[Coral-List] Call for Abstracts: Session 65: Improving the understanding and management of coral reef social-ecological systems through community and stakeholder engagement

Jeremy Jackson jeremybcjackson at gmail.com
Wed Jan 6 15:58:28 EST 2016


We invite you to please submit abstracts to ICRS Session 65: Improving the
understanding and management of coral reef social-ecological systems
through community and stakeholder engagement



Session description:


Monitoring and reporting are seen as core elements of ecosystem-based
management. New approaches for regional coral reef reporting, piloted by
the Global Coral Reef Monitoring Network (GCRMN), aim to broaden
participation in assessments, create comprehensive data inventories for
better tracking of environmental change, and generate actionable
recommendations
on management and policy responses as well as strengthening monitoring and
reporting. Aimed on the one side at raising the standards of ecological
assessment of reefs worldwide, this session will also focus on best
practices for working alongside resource users, and synthesizing and
integrating their knowledge into the various stages of assessment and
management. Decision makers, community members and resource users more
likely see research results as legitimate and effective if they engage in
an iterative process with scientists to co-design the research and
co-create knowledge with them. Full consideration of these different data
sources requires inter- and transdisciplinary approaches that can be
applied across a range of management scales.

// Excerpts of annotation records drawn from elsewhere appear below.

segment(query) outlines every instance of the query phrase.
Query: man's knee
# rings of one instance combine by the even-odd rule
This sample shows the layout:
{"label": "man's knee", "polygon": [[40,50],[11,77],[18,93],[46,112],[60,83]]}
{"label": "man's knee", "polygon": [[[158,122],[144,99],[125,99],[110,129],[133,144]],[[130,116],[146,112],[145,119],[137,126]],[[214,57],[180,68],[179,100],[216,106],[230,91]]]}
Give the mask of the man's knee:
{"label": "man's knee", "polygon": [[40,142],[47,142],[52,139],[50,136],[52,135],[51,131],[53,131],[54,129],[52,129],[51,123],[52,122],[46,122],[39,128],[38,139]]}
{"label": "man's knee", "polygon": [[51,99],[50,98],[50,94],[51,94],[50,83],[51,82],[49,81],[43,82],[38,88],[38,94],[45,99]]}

This session aims to develop ways to:

-       Improve and standardize ecological monitoring of coral reefs
worldwide,

-       Highlight inter- and transdisciplinary methodologies and analyses
of reef-based social-ecological systems,

-       Use insights from science/ecology and local knowledge to improve
participatory practices,

-       Improve local, national and regional reef management and
conservation.

In this way, a ‘chain of information’ will be developed, elucidating the
different approaches and perspectives needed along the way to result in a
positive outcome with regional and global policy relevance and application.



Particular attention will be paid to the processes and techniques that
enable the transfer of relevant information to management and policy, such
as assessment of the reliability of resource user knowledge, and the
generation of ecological and social indicators for management. We envision
and welcome participation from both social and natural science disciplines,
as well as managers, practitioners and policy makers. A final panel
discussion will provide input for a summarizing, policy-relevant
publication.



The deadline for submission is 15 January 2016.


We hope you will be able to join us!


Jeremy Jackson, Scripps Institution of Oceanography and Smithsonian
Institution: jeremybcjackson at gmail.com


Other organizers: Jerker Tamelander, Annette Breckwoldt, Shankar Aswani,
Haruko Koike, Alan Friedlander, Kirsten Oleson, Sebastian Ferse, Adam Ayers,
Ruth H. Thurstan, Sarah M. Buckley, Renae Tobin, and John N. (Jack)
Kittinger. Their emails are on the ICRS website.